Son passage au cimetière avait remué des souvenirs qu’elle aurait préféré ne pas retrouver ; parfois, la vase recouvre des cadavres qu’il vaudrait mieux ne pas repêcher. Son enfance en faisait partie. Une enfance pas plus horrible qu’une autre, dans les grandes lignes, avec de nombreuses sources de joie et même un confort matériel qui manquait cruellement à d’autres… une enfance presque anodine aux Bas-Endraux : une maisonnette, une école primaire pas très bien fournie avec quelques professeurs un peu stricts, des soirées cinéma et des anniversaires chez les camarades de classe. Et puis l’oliveraie, bien sûr. Chloé songea à la nuit-mélodie au dernier bal, lorsqu’elle avait évoqué ces souvenirs avec le masque-magie, qui, lui aussi, portait les mêmes. Les voyages dont il avait rêvé et qu’elle avait vécus… Un instant, ses yeux trouvèrent l’ébéniste, affairé à sa marqueterie qu’il ne parvenait jamais à terminer proprement. Un doute un peu flou l’assaillit, sans qu’elle puisse en comprendre l’origine. Quelque chose, dans la manière dont les boucles tombaient sur son nez, peut-être ; dans la façon qu’il avait de tourner la tête pour sourire à Joël… L’intonation de sa voix quand il lui avait posé cette question si importante, si évidente : « Pourquoi sculptes-tu, Chloé ? ».

Évoquer cette phrase renvoya ses pensées à son enfance —celle qu’elle n’avait pas contée au masque-infini—. Les soirs, lorsque ses parents rentraient du travail. Les cris qui s’enchaînaient sans discontinuer. Il y avait toujours une nouvelle raison de crier, de lever les bras au ciel, les yeux plongés dans le mépris, de critiquer d’une voix asséchée par le dégoût, de racler une chaise sur un parquet déjà griffé. De crier, encore. Et de frapper du poing. La table, souvent. Un mur, parfois. Une chaise, le buffet, les portes… les portes, surtout, quand elle recevait cet ordre péremptoire : « FILE DANS TA CHAMBRE, TOI ! ». Des fois, rarement, le poing se levait sans qu’elle sache jamais sur quoi il s’abaissait. Elle n’avait jamais voulu savoir. Le bruit l’effrayait. Alors elle courait claquer la porte, suivait les contours de son vieux berceau en fermant ses oreilles au monde entier. Les sculptures devenaient tout son univers. Chloé secoua la tête pour chasser les animaux de bois, se concentrant sur le socle de l’arbre-deuil.

Le soulagement si intense quand le berceau avait éclaté, dans un tonnerre d'échardes puissant à en forcer le silence.
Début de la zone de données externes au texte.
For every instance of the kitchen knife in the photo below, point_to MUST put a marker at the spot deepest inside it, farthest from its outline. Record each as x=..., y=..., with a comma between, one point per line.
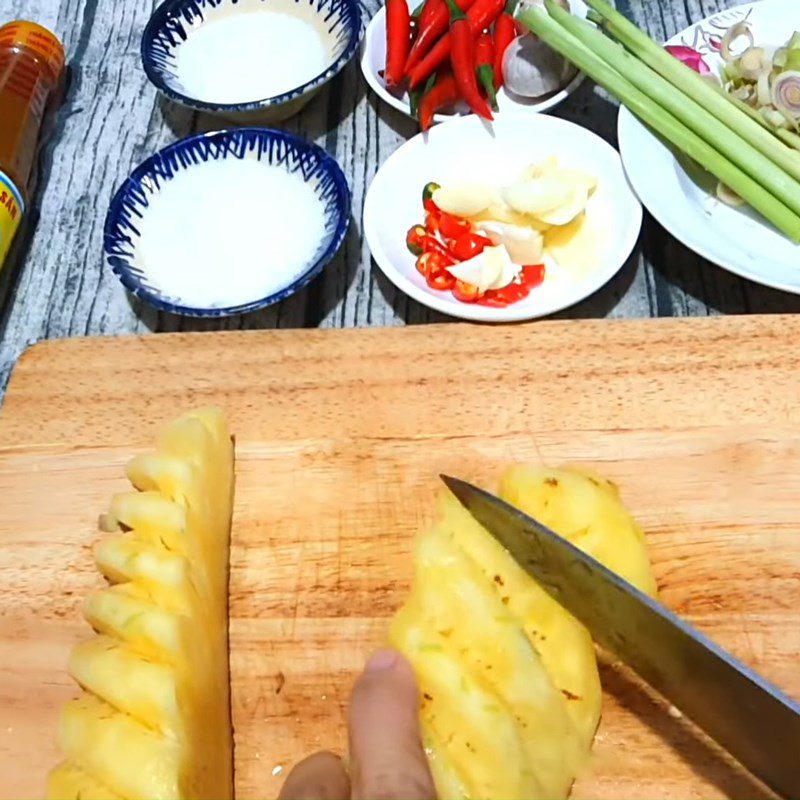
x=754, y=721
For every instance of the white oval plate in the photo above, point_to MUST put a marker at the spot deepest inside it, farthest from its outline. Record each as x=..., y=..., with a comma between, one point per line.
x=373, y=60
x=497, y=154
x=737, y=239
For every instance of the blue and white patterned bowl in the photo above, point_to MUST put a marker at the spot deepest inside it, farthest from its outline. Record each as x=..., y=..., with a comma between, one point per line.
x=278, y=148
x=174, y=21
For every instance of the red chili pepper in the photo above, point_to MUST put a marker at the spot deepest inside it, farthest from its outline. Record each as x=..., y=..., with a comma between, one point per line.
x=466, y=292
x=398, y=40
x=484, y=56
x=441, y=280
x=444, y=93
x=432, y=222
x=505, y=31
x=451, y=226
x=433, y=245
x=481, y=14
x=530, y=277
x=432, y=26
x=415, y=240
x=430, y=263
x=462, y=59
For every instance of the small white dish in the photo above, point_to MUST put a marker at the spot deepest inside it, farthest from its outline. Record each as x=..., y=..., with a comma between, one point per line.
x=737, y=239
x=249, y=61
x=373, y=60
x=496, y=154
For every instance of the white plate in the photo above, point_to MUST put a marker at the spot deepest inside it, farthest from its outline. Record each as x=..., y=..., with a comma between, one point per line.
x=373, y=60
x=737, y=239
x=496, y=154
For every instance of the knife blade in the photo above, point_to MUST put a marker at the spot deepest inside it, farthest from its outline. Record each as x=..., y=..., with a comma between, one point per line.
x=751, y=719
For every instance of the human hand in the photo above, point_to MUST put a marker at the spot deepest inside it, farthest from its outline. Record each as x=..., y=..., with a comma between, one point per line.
x=387, y=761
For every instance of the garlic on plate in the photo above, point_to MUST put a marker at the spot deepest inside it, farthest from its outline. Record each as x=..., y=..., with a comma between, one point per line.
x=490, y=269
x=524, y=245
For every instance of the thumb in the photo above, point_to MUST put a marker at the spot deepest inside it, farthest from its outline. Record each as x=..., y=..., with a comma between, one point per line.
x=385, y=746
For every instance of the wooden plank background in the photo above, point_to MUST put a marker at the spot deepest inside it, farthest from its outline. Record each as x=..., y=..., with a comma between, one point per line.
x=57, y=284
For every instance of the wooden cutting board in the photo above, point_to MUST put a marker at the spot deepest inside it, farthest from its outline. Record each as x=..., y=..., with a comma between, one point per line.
x=340, y=438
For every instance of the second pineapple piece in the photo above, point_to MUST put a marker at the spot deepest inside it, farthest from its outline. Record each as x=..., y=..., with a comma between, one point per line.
x=154, y=718
x=509, y=680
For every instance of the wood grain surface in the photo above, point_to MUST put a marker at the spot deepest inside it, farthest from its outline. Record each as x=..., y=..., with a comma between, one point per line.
x=57, y=283
x=340, y=438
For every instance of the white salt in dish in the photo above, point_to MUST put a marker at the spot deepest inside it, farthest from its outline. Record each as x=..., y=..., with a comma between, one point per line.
x=255, y=238
x=249, y=59
x=242, y=57
x=228, y=222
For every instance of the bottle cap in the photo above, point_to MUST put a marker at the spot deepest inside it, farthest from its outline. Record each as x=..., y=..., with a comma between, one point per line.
x=36, y=38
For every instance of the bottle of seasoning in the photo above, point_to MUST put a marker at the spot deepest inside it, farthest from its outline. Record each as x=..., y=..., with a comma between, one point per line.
x=31, y=62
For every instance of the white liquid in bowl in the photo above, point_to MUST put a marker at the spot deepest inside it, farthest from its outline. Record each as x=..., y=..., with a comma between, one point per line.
x=229, y=232
x=248, y=56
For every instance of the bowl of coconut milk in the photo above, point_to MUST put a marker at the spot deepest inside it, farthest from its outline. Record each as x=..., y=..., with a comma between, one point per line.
x=228, y=222
x=250, y=61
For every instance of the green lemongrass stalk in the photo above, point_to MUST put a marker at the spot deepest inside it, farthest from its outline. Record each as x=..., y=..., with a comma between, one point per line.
x=674, y=131
x=786, y=136
x=689, y=82
x=682, y=107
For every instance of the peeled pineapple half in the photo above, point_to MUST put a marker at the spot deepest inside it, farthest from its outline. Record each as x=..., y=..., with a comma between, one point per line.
x=153, y=720
x=508, y=679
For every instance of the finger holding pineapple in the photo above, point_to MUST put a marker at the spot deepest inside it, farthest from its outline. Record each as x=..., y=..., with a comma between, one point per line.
x=387, y=759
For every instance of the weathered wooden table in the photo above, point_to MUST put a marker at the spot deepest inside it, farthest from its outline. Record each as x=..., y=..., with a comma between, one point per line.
x=57, y=283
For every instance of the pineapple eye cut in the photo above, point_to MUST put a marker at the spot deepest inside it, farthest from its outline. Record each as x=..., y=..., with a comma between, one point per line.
x=153, y=719
x=507, y=676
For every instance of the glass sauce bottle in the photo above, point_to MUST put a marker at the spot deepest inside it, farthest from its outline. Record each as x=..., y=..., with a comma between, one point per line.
x=31, y=62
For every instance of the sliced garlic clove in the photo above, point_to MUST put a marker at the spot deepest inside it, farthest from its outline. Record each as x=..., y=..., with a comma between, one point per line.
x=465, y=200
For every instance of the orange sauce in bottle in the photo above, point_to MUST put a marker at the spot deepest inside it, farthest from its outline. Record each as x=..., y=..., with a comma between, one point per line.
x=31, y=63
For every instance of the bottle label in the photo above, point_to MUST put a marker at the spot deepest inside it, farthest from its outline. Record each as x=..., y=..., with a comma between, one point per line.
x=12, y=207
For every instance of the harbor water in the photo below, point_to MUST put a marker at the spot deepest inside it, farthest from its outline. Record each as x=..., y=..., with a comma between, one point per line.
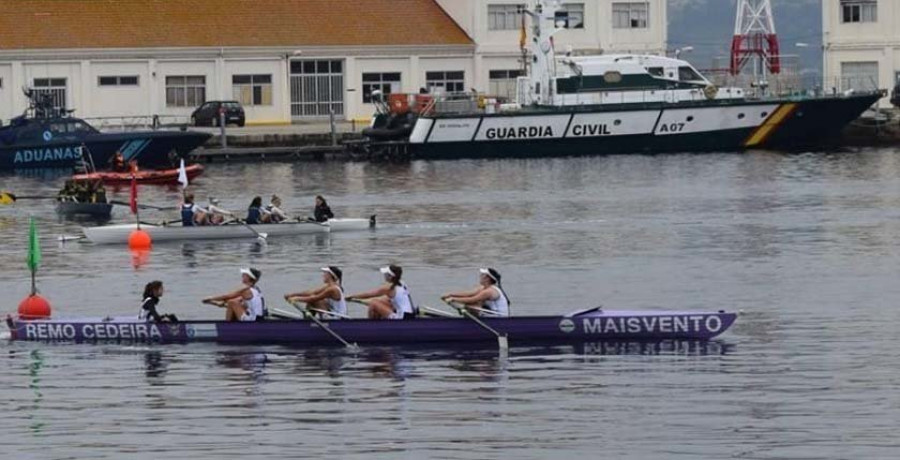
x=806, y=245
Sa respiration se saccada, crispée par des larmes que Benoît ne viendrait pas essuyer. Elle glissa la main sur ses yeux pour contenir l’humidité qui menaçait de prendre le pas sur sa raison. Le cimetière, Jacques. Elle ne pouvait pas échouer. Pas cette fois. Même sans les bras de Benoît autour de ses épaules, elle devait finir le socle. Pour Jacques, qui savait les cris elle tentait d’effacer dans la sculpture. Jacques, qui lui avait tenu la main chaque fois qu’elle avait été sur le point de pleurer, autrefois. Jacques, qui appartiendrait désormais au passé pour l’éternité.